Article VI of the Thirty-Nine Articles: Holy Scripture Sufficient for Salvation

Ordained Minister, M.Div.
May 23, 2026
2 min read

Article VI of the Thirty-Nine Articles states: Holy Scripture containeth all things necessary to salvation: so that whatsoever is not read therein, nor may be proved thereby, is not to be required of any man, that it should be believed as an article of the Faith, or be thought requisite or necessary to salvation. This is the Anglican sola scriptura: a careful, measured formulation that has proved both durable and debated.
What Sufficient Means
Article VI does not claim that Scripture contains everything about every subject. It claims that Scripture contains everything necessary for salvation. This is a targeted sufficiency: the Bible gives us everything we need to know and believe to be saved. Other sources of knowledge, tradition, and reason are not excluded from church life, but none of them can be required for salvation if they are not in Scripture.
The Canon
Article VI also addresses the biblical canon. It names the books of the Old and New Testaments as canonical Scripture and then lists the Apocrypha separately.
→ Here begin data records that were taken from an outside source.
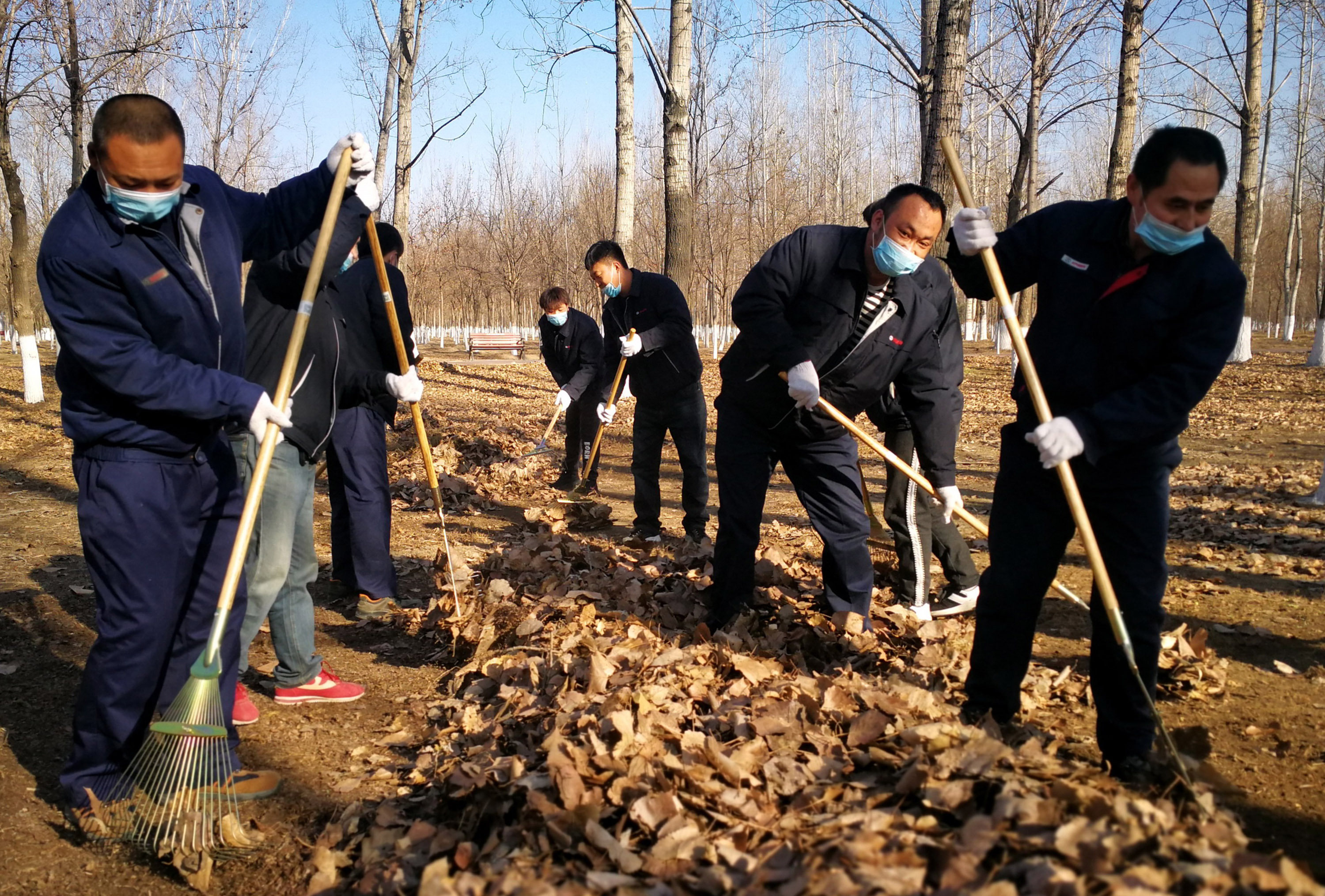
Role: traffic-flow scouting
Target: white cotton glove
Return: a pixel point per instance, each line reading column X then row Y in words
column 803, row 385
column 631, row 345
column 267, row 412
column 974, row 230
column 367, row 193
column 362, row 163
column 1058, row 442
column 407, row 387
column 949, row 500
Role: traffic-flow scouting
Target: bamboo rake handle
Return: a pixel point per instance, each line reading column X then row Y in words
column 257, row 483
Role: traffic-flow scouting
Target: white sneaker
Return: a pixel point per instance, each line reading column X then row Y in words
column 953, row 602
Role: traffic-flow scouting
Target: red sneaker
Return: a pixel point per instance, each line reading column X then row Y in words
column 246, row 714
column 325, row 687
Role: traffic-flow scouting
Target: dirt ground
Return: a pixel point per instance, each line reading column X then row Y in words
column 1246, row 565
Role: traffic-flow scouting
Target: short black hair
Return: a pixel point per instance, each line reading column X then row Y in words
column 603, row 250
column 387, row 236
column 1168, row 145
column 552, row 297
column 901, row 191
column 141, row 117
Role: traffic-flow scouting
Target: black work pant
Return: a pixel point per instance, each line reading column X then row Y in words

The Apocrypha may be read for instruction in life and manners, but it is not used to establish any doctrine. This is a mediating position: the Articles acknowledge the Apocrypha's value without granting it canonical authority, distinguishing Anglicanism from both Roman Catholicism and from traditions that exclude the Apocrypha entirely.
Article VI's formulation has served as the basis for Anglican engagement with biblical scholarship, tradition, and the via media. Its careful limitation of what can be required for salvation has allowed Anglicanism to hold together diverse theological perspectives within a single communion held together by this scriptural center.